Handling Gait Impairments of Persons with Parkinson’s Disease by Means of Real-Time Biofeedback in a Daily Life Environment
A smartphone app with telemedicine capability integrating data from foot-mounted inertial measurement units (CuPiD-system) was developed to realize a portable gait analysis system and, on top of it, to provide people with Parkinson’s disease (PD) remote supervision and real-time feedback on gait performance. Eleven persons with PD were recommended to perform gait training for 30 min, three times per week for six weeks.

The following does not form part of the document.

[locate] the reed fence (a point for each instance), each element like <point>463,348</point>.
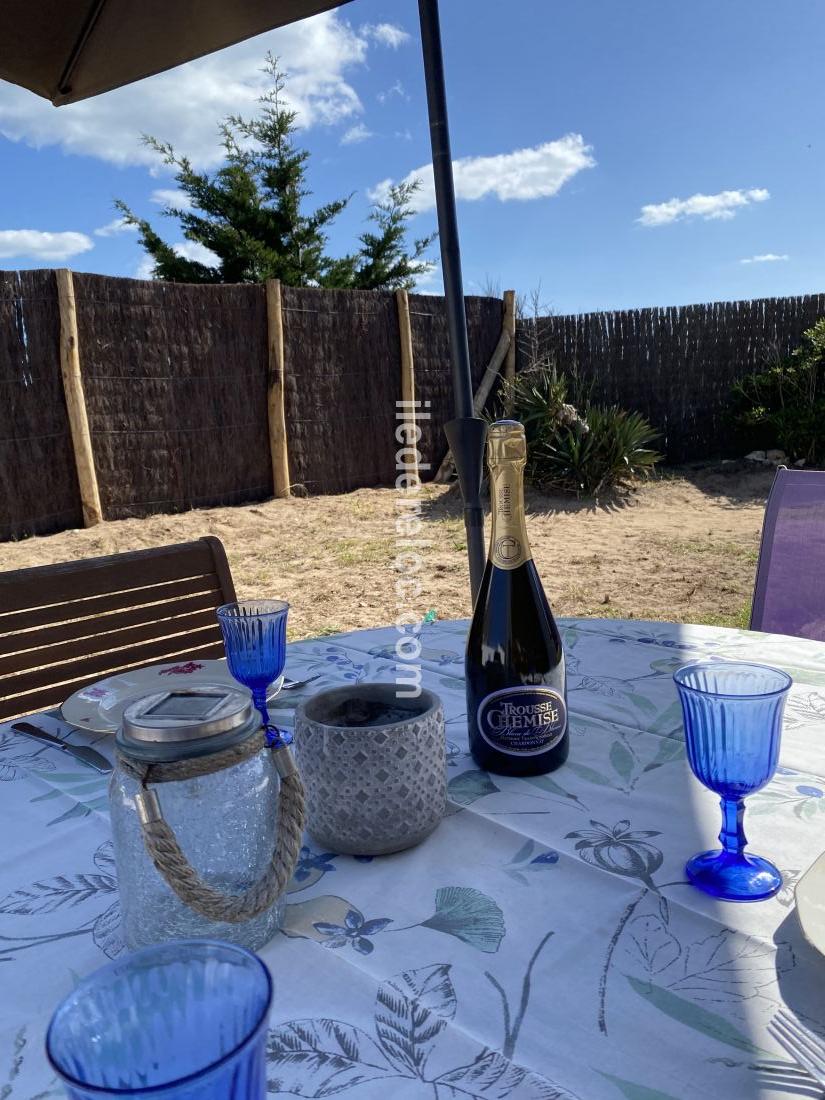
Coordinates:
<point>122,397</point>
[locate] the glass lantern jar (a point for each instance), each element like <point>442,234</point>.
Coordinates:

The app offered praising/corrective verbal feedback, encouraging participants to keep the spatio-temporal gait parameters within a clinically determined ‘therapeutic window’. On average, persons performed 20 training sessions of 1.8 km in 24 min and received 28 corrective and 68 praising messages. The mean walking rhythm was 58 strides/min with a stride length of 1.28 m. System’s usability was determined as positive by the users. In conclusion, CuPiD resulted to be effective in promoting gait training in semi-supervised conditions, stimulating corrective actions and promoting self-efficacy to achieve optimal performance.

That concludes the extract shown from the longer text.